NHKは4日、再来春(2028年度前期)に放送される第118作目連続テレビ小説の制作・主演発表会見を行い、タイトルは『ほんのモキチ』と発表した。主演は河合優実、脚本は宮藤官九郎が務める。会見には制作統括の板垣麻衣子氏も登壇し、朝ドラで“不仲な夫婦”を描く意図を明かした。
【写真】ヒロインを務めるのは…ホワイト衣装で笑顔をみせる河合優実
本作は、歌人で医師の斎藤茂吉とその妻・輝子(河合)をモデルにした“最も不仲な夫婦”の物語。板垣氏は、脚本に宮藤を起用した理由について「(宮藤が手掛けた作品が)とても明るく優しくて。朝の空気にぴったりな作風の方だなと思っていたので、オファーしました」とコメント。
朝ドラで“不仲な夫婦”をモデルとしたことについては「(茂吉と輝子は)水と油みたいに正反対な性格なので、ぶつかることも多かったと思うんですけど、それでも40年以上連れ添って、何か特別な絆があったんじゃないかなと思わせるようなご夫婦です。たしかに気の合わない人たち同士のけんかではあるかもしれないけれど、もしかしたら愛情表現のひとつなのかなと思ったりもするので、宮藤さんがそこを面白く、温かく書いてくださるんじゃないかなと期待しています」と語った。
さらに「2人を見るとなんだか朝から笑っちゃうような夫婦を描いてほしい」と期待を込めつつ、「輝子さんはすごくパワフルな方で、今この瞬間をとても一生懸命に、全力で生きた方なんです。過去を振り返らず、未来に期待せず、今を全力で生きて、年をとっても海外を飛び回ったり。そうした今を全力で楽しみ続けている感じが、人生100年時代の今の女性に届くんじゃないかなと思いますし、今を生きている我々も彼女から元気や勇気をもらえるんじゃないかと思います」と作品に込めた思いを述べた。
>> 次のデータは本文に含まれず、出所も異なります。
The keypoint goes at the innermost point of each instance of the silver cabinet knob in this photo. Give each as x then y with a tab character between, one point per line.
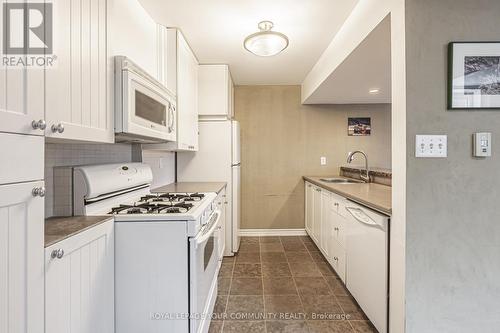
59	128
59	253
38	191
41	125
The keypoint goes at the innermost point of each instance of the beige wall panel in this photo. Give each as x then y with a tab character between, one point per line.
283	140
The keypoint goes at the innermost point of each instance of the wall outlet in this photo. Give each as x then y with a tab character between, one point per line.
431	146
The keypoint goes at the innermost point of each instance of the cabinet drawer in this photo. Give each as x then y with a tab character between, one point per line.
22	158
338	259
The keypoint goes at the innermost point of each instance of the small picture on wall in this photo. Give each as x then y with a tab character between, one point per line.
359	126
474	75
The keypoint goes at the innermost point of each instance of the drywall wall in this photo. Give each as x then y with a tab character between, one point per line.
452	223
283	140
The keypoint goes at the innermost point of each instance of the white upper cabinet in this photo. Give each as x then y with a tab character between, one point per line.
133	33
21	258
181	74
21	97
77	87
215	92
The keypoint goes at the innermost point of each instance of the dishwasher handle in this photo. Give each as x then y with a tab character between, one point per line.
362	217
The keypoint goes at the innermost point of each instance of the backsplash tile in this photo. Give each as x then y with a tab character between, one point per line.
77	154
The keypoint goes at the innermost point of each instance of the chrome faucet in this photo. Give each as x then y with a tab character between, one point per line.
350	157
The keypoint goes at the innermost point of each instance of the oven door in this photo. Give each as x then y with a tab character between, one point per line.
149	110
204	263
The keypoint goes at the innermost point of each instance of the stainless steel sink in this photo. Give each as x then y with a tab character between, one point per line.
341	180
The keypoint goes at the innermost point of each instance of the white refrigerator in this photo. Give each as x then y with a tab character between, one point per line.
217	160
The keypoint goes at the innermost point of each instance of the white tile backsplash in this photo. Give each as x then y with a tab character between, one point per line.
62	154
77	154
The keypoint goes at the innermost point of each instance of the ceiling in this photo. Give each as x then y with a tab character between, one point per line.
367	67
215	30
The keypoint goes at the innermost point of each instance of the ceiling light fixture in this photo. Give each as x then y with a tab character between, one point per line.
266	43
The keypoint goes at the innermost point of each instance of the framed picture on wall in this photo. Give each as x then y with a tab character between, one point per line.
474	75
359	126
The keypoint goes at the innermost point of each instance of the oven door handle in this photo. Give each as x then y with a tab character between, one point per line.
212	225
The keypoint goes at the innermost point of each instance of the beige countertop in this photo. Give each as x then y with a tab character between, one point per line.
215	187
59	228
375	196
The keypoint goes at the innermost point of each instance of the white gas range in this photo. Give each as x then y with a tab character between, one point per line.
166	248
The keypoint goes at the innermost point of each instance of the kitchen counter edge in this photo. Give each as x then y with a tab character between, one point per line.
59	228
372	204
183	187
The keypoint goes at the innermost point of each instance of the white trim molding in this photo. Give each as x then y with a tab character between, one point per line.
272	232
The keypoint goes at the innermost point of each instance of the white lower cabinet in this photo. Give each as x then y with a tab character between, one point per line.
325	223
316	222
21	258
79	282
309	207
337	259
221	202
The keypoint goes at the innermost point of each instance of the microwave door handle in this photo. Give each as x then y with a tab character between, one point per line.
206	235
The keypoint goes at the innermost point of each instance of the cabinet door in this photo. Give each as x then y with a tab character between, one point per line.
221	204
187	96
77	88
316	225
326	223
21	258
339	228
338	259
79	286
309	203
21	96
231	95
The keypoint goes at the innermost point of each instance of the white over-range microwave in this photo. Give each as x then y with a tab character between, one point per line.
145	110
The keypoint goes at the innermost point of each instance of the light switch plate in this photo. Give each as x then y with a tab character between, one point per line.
481	144
431	146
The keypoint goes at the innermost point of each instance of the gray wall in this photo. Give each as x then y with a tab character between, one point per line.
453	219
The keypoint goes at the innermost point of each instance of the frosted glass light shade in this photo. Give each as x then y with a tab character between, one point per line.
266	43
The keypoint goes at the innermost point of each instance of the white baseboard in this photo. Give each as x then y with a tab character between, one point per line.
272	232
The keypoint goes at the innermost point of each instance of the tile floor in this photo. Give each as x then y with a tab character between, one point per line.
283	284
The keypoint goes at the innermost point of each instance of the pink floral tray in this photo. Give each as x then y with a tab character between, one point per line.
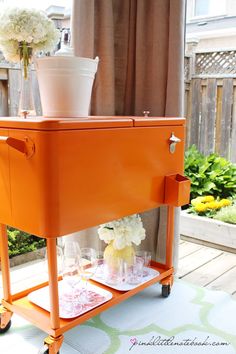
149	274
96	295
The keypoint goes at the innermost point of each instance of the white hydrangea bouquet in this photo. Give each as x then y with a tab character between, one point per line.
24	32
120	235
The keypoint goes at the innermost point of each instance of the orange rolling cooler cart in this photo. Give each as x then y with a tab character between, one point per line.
58	176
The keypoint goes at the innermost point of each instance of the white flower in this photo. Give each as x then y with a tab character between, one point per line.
28	27
123	232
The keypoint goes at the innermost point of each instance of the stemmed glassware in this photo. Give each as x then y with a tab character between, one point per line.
71	276
88	266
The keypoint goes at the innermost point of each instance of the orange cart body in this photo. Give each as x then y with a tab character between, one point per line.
60	176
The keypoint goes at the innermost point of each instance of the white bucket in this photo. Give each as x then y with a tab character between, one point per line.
65	85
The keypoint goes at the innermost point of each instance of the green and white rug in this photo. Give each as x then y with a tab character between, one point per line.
191	320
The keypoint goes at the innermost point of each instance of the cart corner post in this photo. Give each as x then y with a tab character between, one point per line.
5	314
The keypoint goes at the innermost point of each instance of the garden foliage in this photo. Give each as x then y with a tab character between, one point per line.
20	242
210	175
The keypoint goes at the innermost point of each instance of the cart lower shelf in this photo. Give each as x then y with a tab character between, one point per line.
41	318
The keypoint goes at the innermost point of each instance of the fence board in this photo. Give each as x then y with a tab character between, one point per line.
3	99
196	104
36	94
218	117
203	124
211	117
233	136
14	91
226	117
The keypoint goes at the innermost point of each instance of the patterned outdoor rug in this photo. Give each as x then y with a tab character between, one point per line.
192	320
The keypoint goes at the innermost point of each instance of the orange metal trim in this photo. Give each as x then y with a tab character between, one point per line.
41	318
5	263
170	236
53	283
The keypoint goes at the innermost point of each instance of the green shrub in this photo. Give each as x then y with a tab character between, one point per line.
227	214
19	242
210	175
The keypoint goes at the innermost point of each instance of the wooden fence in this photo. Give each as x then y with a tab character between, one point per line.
210	102
210	108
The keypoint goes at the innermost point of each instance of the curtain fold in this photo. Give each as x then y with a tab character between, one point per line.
140	44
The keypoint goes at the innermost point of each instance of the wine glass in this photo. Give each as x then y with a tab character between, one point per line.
71	277
88	266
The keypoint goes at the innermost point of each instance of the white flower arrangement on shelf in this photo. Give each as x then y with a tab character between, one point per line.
123	232
24	32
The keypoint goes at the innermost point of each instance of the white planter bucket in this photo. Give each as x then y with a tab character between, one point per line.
65	85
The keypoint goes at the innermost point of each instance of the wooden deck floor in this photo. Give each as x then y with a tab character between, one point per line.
207	267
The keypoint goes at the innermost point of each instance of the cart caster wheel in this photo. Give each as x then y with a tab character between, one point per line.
4	330
165	291
45	350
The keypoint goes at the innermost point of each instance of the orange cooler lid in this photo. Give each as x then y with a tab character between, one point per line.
91	122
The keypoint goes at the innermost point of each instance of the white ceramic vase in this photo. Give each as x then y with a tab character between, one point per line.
65	85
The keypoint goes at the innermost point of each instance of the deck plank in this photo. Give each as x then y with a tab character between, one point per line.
226	282
196	259
187	248
212	270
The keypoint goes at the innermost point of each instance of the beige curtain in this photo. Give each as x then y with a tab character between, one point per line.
140	44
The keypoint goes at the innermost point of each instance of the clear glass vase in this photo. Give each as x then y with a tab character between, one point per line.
26	106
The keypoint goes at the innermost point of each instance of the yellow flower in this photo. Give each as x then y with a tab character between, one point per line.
225	202
200	207
213	205
205	199
208	198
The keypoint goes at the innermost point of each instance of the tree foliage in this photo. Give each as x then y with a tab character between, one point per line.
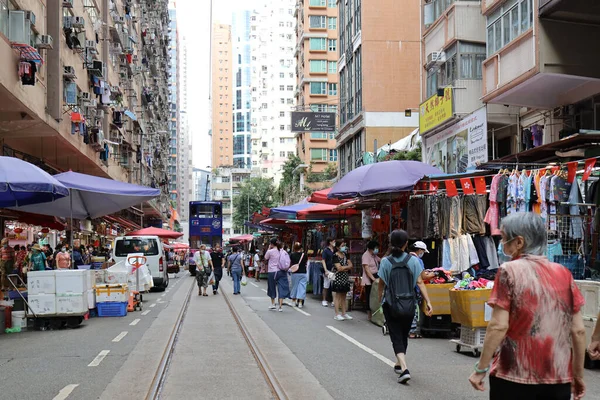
256	193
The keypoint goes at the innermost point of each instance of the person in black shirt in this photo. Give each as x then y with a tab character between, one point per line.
299	279
217	258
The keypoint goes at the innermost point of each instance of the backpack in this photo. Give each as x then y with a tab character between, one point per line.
284	260
400	293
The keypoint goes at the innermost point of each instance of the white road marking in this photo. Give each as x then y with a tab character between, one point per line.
65	392
99	358
301	311
120	336
362	346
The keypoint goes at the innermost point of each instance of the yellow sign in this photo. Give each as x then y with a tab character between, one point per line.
435	111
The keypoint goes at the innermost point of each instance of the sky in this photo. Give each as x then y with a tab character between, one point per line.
193	23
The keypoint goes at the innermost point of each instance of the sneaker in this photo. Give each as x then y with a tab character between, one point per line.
404	377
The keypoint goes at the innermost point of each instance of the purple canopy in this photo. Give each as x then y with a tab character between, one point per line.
93	197
383	177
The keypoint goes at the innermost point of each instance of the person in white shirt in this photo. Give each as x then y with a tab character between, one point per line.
204	268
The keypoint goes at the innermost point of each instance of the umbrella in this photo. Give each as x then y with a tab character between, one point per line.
93	197
383	177
161	233
22	183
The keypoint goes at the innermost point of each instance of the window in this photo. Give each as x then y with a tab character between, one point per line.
317	21
332	23
333	155
318	154
332	44
507	23
318	88
332	88
318	44
318	66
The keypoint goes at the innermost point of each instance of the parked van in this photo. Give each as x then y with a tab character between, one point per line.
152	248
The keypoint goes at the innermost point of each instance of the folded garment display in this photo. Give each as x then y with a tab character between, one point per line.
470	283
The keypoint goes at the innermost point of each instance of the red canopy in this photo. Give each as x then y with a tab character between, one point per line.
324	211
161	233
320	197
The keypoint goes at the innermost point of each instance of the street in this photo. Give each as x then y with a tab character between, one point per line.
310	354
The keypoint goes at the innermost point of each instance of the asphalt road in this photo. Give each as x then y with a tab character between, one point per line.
351	358
38	365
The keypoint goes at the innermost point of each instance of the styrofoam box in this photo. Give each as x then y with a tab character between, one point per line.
72	281
91	299
591	293
42	304
71	303
39	282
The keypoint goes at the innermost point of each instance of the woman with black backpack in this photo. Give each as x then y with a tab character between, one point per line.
399	274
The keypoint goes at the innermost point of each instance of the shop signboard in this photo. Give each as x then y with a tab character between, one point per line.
436	110
313	122
460	146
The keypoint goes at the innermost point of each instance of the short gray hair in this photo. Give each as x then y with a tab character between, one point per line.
531	228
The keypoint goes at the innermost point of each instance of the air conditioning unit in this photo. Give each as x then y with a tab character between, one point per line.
78	22
436	58
69	72
44	42
30	16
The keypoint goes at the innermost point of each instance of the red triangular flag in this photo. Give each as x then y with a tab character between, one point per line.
480	186
572	167
467	186
451	188
589	165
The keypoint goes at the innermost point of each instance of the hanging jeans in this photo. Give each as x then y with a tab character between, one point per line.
236	273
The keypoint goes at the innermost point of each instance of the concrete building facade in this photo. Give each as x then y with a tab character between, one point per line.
317	89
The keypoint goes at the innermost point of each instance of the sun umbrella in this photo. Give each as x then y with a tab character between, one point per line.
383	177
161	233
22	183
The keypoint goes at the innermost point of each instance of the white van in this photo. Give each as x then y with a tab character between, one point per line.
152	247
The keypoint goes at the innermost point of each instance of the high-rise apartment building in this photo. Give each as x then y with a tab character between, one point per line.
379	47
317	77
91	98
273	83
221	96
240	76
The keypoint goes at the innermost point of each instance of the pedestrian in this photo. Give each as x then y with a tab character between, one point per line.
278	286
298	259
7	261
203	269
63	259
236	268
217	260
536	335
327	268
399	274
370	263
341	282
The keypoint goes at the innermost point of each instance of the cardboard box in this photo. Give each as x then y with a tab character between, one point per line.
42	304
439	295
41	282
468	307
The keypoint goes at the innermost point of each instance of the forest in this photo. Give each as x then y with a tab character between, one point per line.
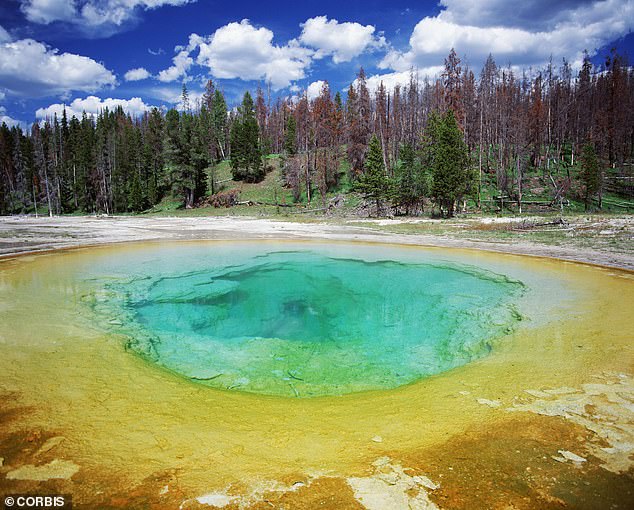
427	144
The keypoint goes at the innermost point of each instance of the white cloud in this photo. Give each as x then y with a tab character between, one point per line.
9	121
314	89
139	73
29	68
532	15
47	11
402	78
182	62
342	41
93	105
91	12
586	26
239	50
4	35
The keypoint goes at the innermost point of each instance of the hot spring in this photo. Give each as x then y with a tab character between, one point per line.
306	322
299	372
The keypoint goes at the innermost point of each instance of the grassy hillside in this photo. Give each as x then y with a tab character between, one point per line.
260	199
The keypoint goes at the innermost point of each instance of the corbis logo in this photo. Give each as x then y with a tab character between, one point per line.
45	501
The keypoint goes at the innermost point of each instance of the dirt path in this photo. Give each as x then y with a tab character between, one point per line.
20	235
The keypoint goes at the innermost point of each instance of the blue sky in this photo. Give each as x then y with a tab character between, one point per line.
87	54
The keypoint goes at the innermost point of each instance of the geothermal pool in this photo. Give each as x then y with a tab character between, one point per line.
303	322
167	372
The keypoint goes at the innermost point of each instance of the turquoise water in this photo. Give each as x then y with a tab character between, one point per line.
305	322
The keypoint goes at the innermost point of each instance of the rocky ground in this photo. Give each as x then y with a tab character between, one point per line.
602	240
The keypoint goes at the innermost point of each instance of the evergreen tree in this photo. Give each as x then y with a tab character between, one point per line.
374	183
290	136
246	157
448	160
219	123
590	175
412	182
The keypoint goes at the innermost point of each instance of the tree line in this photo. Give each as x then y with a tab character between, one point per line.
434	139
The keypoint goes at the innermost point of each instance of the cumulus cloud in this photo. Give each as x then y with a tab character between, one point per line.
9	121
139	73
29	68
93	105
94	13
182	62
531	15
4	35
402	78
585	25
240	50
314	89
342	41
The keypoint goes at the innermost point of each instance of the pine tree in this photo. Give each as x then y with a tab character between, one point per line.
448	159
412	182
219	123
246	157
590	174
374	183
290	136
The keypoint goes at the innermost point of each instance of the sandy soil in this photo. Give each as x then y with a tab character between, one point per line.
26	234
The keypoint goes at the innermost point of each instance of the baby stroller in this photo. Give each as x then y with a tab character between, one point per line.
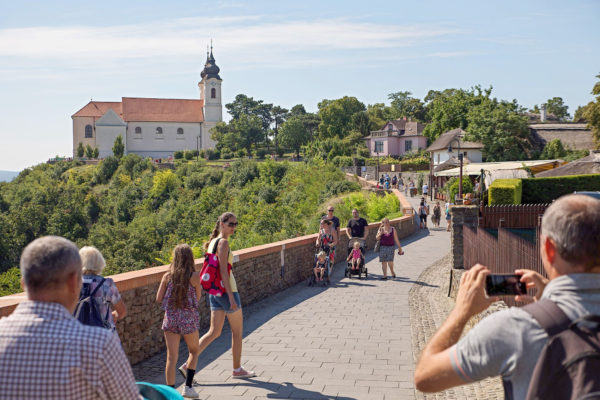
362	269
326	281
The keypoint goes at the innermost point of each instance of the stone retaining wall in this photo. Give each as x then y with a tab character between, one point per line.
260	272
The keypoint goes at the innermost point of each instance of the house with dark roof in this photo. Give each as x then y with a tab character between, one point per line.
396	138
442	159
153	127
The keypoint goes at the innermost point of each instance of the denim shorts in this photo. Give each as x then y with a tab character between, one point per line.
218	303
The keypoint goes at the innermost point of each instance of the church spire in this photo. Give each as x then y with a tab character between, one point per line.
210	67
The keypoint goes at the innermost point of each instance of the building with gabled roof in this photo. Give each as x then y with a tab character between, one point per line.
396	138
153	127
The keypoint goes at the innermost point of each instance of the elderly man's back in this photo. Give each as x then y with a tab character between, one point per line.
45	353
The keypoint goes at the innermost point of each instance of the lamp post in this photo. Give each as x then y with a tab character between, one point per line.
460	157
377	173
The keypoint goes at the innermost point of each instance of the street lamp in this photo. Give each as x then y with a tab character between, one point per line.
460	157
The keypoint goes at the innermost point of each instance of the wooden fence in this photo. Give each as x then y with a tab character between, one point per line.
511	216
503	254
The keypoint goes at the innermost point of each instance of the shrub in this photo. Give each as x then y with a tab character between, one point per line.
343	161
505	191
452	187
545	190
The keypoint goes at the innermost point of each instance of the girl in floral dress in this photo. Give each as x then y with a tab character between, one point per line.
178	293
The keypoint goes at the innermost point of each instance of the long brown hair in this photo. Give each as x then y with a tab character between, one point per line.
180	273
223	218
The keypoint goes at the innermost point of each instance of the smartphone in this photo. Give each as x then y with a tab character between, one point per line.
504	285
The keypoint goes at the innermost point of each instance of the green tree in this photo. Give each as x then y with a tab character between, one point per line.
80	150
336	116
279	115
89	152
404	105
592	113
553	149
294	134
557	107
118	147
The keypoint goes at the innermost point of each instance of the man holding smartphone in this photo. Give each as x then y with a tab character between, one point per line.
508	343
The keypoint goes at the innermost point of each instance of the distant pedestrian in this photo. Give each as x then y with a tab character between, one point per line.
334	220
448	216
178	293
437	214
422	212
387	236
107	296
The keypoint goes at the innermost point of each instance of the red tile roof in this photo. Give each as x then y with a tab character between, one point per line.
162	110
98	108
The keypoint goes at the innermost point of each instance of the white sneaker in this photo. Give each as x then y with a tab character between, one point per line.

本作は1895年、病院を経営する杜紀一の家にテル子が生まれたところから始まる。その病院の跡取りとして選ばれたのがモ吉。なんとモ吉が23歳、テル子は9歳で入籍する。それから40年以上、全くソリの合わない夫婦は、離婚に至ることなく連れ添うこととなる。
戦時中ですら互いに決して歩み寄らず、我が道を行く男女の本音のぶつけ合いは、みっともないを通り越して爽快。そしてお茶の間の心を解きほぐし、ストレス社会を生き抜くヒントがそこに隠されている…かもしれない。家族のため、夫のためではなく、ただ自分のために生きることが、図らずも周囲を明るく、元気にする…こともある?という現代人へのメッセージでもある。
連続テレビ小説は、見上愛&上坂樹里がW主演を務める『風、薫る』が放送中。今秋(2026年後期)には石橋静河主演の『ブラッサム』、来春(2027年度前期)には森田望智主演の『巡(まわ)るスワン』が放送される。来秋(2027年後期)放送の第117作目は未発表。